The proxy setup is inspired by the Traefik proxy setup for local development from the Docker documentation. The traefik configuration routes requests at *.localhost:443
(or *.localhost:80
) from your local Webbrowser to the services running with Docker Compose.
# Traefik providers configuration
http:
routers:
auth:
rule: |
Host(`{{env "AUTH_DOMAIN"}}`) ||
HostRegexp(`{subdomain:[a-z]+}.{{env "AUTH_DOMAIN"}}`)
service: auth
backend:
rule: Host(`{{env "BACKEND_DOMAIN"}}`)
service: backend
frontend:
rule: Host(`{{env "FRONTEND_DOMAIN"}}`)
service: frontend
services:
auth:
loadBalancer:
servers:
# h2c is the scheme for unencrypted HTTP/2
- url: "h2c://auth:8080"
passHostHeader: true
backend:
loadBalancer:
servers:
- url: "http://backend:8000/"
frontend:
loadBalancer:
servers:
- url: "http://frontend:3000/"
tls:
certificates:
- certFile: /traefik/tls/cert.pem
keyFile: /traefik/tls/key.pem
As a developer, you bring up the setup by running docker compose up
and can then simply navigate between https://www.localhost, https://backend.localhost and https://auth.localhost, as if they were deployed out there in the Internet, which is veeery handy!

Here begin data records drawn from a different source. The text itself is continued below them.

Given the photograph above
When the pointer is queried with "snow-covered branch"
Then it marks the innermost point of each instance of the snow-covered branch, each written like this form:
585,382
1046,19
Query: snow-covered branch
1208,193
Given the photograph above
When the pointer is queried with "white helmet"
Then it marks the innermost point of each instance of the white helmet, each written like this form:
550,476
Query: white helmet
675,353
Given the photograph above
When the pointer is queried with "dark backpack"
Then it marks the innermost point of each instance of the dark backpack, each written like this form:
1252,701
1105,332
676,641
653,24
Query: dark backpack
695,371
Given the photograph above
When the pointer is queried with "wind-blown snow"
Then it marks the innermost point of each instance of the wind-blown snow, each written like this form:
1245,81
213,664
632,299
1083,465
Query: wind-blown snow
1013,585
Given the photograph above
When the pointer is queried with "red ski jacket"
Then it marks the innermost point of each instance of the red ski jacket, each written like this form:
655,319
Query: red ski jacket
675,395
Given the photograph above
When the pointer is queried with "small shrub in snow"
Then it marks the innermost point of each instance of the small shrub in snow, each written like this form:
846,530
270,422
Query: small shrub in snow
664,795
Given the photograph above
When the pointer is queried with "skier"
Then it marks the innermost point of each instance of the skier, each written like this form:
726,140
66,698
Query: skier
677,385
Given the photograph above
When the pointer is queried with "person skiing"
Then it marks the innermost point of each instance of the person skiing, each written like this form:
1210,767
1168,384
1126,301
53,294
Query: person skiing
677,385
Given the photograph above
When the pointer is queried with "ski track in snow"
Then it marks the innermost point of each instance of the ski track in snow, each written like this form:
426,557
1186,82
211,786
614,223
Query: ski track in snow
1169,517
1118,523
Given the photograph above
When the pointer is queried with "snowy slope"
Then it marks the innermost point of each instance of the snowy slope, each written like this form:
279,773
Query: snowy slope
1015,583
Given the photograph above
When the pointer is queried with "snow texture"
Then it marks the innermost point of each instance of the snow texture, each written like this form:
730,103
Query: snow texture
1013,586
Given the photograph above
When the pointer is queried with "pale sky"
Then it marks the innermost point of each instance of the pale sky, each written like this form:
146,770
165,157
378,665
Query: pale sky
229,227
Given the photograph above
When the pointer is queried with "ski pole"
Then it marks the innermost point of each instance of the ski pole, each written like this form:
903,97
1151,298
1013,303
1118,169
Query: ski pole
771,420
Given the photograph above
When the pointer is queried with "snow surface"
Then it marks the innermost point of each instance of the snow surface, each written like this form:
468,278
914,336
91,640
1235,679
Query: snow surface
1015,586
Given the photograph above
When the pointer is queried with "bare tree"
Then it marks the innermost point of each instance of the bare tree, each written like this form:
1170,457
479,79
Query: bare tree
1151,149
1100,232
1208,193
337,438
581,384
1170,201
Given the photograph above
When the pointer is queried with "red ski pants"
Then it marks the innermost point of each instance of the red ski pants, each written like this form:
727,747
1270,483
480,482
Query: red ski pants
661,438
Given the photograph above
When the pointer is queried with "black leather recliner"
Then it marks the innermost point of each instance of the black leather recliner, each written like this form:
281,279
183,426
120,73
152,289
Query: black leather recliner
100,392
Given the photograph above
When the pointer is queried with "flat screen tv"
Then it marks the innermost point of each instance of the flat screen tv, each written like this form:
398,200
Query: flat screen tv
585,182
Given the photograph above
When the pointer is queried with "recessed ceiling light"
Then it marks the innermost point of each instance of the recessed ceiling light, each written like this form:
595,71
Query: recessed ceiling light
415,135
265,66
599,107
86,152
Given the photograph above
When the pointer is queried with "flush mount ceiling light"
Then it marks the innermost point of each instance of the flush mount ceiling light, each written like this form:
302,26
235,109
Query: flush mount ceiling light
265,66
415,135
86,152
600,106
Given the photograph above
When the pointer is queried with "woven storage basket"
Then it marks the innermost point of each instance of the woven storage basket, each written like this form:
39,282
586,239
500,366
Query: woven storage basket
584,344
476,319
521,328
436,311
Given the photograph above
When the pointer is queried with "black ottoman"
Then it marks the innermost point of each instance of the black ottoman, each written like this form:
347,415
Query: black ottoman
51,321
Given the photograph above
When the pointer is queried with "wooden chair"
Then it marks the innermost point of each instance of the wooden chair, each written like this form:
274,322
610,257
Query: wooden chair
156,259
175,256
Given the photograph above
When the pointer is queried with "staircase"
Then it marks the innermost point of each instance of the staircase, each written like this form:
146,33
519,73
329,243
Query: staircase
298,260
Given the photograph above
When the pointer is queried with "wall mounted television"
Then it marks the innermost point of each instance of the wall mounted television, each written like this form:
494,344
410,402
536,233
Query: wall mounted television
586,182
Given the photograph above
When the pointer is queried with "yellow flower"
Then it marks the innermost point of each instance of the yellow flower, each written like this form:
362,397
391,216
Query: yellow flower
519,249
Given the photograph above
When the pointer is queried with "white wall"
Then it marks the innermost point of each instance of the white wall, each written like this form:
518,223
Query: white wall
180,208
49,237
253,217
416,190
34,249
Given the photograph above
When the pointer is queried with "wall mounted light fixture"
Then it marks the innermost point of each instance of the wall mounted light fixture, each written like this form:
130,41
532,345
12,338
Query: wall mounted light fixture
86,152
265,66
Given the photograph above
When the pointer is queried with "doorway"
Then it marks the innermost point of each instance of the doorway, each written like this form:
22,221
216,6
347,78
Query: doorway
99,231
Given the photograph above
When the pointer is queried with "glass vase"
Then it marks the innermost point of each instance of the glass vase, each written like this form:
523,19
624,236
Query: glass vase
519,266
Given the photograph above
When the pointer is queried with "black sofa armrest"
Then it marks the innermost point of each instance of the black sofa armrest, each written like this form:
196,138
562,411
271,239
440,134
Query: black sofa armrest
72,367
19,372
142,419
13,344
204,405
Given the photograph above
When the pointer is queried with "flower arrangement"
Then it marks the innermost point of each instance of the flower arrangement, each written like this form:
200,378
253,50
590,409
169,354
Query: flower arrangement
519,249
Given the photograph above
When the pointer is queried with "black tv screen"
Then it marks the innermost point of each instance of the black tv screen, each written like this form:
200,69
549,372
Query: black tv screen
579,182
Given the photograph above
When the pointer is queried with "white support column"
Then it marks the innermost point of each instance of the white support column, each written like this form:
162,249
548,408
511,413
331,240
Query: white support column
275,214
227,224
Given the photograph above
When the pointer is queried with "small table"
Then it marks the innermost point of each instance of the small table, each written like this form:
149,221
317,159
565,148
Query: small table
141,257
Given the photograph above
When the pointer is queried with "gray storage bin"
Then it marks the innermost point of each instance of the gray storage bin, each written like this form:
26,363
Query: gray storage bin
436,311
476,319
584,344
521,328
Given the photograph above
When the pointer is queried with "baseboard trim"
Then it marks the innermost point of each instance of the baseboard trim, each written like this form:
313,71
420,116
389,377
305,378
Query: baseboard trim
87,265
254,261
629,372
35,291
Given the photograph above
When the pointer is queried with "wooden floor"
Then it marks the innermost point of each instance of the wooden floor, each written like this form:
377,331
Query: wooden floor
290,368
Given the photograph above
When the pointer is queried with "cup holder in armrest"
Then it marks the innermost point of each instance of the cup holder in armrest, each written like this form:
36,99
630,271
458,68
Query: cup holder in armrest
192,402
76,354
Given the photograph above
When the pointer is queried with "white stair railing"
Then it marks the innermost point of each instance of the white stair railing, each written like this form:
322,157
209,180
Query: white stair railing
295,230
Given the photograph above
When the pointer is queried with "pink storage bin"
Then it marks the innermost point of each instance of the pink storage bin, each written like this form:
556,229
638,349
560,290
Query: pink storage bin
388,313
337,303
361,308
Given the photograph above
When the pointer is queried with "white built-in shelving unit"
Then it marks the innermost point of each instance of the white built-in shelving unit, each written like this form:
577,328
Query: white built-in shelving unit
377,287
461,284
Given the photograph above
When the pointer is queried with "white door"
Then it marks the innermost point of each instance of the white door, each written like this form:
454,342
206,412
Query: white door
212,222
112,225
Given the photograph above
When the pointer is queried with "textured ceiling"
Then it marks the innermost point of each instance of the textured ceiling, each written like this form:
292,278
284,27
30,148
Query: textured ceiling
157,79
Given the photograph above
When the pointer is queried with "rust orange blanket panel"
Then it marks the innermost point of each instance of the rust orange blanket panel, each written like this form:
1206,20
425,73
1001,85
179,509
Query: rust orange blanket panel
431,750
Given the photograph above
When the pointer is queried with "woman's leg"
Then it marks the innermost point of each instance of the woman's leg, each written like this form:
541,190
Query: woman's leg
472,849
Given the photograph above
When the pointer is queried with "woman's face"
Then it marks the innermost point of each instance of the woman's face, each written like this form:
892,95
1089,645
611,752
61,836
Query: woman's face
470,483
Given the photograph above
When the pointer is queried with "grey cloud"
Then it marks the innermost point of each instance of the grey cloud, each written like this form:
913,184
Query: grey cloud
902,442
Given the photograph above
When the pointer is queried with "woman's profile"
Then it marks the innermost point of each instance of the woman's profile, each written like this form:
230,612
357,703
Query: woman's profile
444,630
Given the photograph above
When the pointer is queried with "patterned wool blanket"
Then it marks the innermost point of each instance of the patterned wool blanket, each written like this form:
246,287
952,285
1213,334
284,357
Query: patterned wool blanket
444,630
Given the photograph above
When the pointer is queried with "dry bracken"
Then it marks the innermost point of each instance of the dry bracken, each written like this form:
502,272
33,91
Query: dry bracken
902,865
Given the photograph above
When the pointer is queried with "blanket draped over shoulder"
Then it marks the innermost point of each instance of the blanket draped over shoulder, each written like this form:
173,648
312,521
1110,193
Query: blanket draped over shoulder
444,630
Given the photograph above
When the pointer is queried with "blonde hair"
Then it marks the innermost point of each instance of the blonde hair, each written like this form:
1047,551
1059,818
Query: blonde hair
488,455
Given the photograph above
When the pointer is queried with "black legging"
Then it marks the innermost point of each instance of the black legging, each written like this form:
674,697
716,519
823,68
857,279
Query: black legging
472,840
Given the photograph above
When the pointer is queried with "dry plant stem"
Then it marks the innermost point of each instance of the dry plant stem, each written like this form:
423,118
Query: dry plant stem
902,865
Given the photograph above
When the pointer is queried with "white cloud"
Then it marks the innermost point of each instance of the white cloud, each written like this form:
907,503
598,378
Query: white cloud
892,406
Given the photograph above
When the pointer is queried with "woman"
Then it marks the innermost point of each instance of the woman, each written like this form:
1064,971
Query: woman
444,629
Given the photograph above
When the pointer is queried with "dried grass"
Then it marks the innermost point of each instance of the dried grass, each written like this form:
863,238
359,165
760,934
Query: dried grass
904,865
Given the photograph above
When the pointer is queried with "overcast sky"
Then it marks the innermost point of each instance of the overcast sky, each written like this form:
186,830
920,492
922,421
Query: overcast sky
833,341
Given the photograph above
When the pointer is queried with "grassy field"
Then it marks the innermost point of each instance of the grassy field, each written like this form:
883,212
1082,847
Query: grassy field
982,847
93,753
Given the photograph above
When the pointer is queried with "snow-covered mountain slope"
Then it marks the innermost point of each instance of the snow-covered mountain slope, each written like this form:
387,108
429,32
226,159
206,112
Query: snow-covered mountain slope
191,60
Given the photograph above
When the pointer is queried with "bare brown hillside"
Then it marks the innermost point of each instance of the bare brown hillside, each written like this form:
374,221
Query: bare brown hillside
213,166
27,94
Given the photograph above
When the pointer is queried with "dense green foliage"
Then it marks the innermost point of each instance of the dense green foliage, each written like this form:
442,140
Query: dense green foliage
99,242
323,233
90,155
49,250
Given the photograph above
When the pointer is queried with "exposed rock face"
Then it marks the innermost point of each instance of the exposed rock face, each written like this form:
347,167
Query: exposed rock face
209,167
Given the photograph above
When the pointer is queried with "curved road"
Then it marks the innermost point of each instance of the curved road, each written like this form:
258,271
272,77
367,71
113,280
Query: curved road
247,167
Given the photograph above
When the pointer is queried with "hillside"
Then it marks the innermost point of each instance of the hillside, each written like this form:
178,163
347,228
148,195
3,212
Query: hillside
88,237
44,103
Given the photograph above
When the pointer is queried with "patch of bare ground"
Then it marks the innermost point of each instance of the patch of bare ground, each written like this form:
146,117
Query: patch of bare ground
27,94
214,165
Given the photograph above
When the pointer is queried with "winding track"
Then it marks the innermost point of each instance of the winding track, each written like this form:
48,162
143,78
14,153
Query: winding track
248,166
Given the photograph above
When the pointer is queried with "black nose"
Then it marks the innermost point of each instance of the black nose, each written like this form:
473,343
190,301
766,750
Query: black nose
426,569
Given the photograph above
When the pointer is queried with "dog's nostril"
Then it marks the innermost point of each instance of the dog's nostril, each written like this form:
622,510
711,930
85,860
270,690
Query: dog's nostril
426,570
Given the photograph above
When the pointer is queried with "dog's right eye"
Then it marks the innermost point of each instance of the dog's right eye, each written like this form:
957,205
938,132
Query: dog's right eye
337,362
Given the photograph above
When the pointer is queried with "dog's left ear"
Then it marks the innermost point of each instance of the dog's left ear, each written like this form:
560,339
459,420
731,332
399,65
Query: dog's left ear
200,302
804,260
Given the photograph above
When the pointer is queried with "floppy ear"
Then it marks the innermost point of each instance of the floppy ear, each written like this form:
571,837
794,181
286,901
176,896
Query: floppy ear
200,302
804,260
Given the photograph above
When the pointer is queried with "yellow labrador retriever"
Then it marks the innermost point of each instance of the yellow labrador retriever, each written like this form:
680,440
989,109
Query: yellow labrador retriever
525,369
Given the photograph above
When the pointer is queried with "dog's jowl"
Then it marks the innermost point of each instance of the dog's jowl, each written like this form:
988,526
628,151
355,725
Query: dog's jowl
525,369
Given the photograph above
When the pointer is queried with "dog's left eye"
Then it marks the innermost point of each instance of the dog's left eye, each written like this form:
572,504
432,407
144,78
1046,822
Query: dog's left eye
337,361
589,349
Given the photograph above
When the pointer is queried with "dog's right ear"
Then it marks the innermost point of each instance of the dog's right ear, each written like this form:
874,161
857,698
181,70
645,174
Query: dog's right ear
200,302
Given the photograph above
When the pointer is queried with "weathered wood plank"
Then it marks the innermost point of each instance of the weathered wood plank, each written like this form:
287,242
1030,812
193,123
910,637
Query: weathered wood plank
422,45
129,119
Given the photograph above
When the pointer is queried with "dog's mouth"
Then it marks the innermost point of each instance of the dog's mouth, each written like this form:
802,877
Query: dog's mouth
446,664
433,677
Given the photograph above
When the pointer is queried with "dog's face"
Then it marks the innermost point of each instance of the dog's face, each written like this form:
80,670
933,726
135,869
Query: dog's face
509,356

Works on other systems but not on NixOS
This has been proven to be a rocket-solid setup on macOS, Ubuntu Linux developer laptops and even runs on Windows in WSL. It all works: DNS resolution, network traffic, SSL certificates. With NixOS, unfortunately, we’re only somewhat 98% there.
$ docker compose up
...
The backend
container, which runs a Python web application (either Django or FastAPI) and is designed to make an authentication request against the auth
container, fails to connect through the proxy. With FastAPI (utilizzando fastapi-zitadel-auth) you get a
httpx.ConnectTimeout
… with Django (utilizzando django-allauth) you get a
requests.exceptions.ConnectTimeout
Inside the backend
container the various tools interestingly behave in a very different manner (e.g. cURL ignores /etc/hosts
and only uses the resolver defined in /etc/resolv.conf
, while ping
and nc
(netcat) honor the former), but the traffic seems to reach the proxy
service, which translates the request trying to forward it to the target service, which then times out.
Straightforward Docker setup
Docker is set up on my laptop running NixOS unstable the obvious way:
{ pkgs, ... }: {
environment.systemPackages = [ pkgs.gnome-boxes pkgs.vagrant ];
virtualisation = {
docker.enable = true;
docker.extraPackages = [ pkgs.docker-buildx ];
libvirtd.enable = true;
};
users.users.peter.extraGroups = [ "docker" "networkmanager" "wheel" ];
}
I originally tried to use rootless Docker, but that proved to cause additional networking issues, and I should use Docker instead of Podman to ensure everyone on the team uses the same setup. (Note: I kept libvirt, vagrant and boxes in the code snippet above just in case someone recognizes any known side-effects.)
Any ideas why the network traffic might be blocked?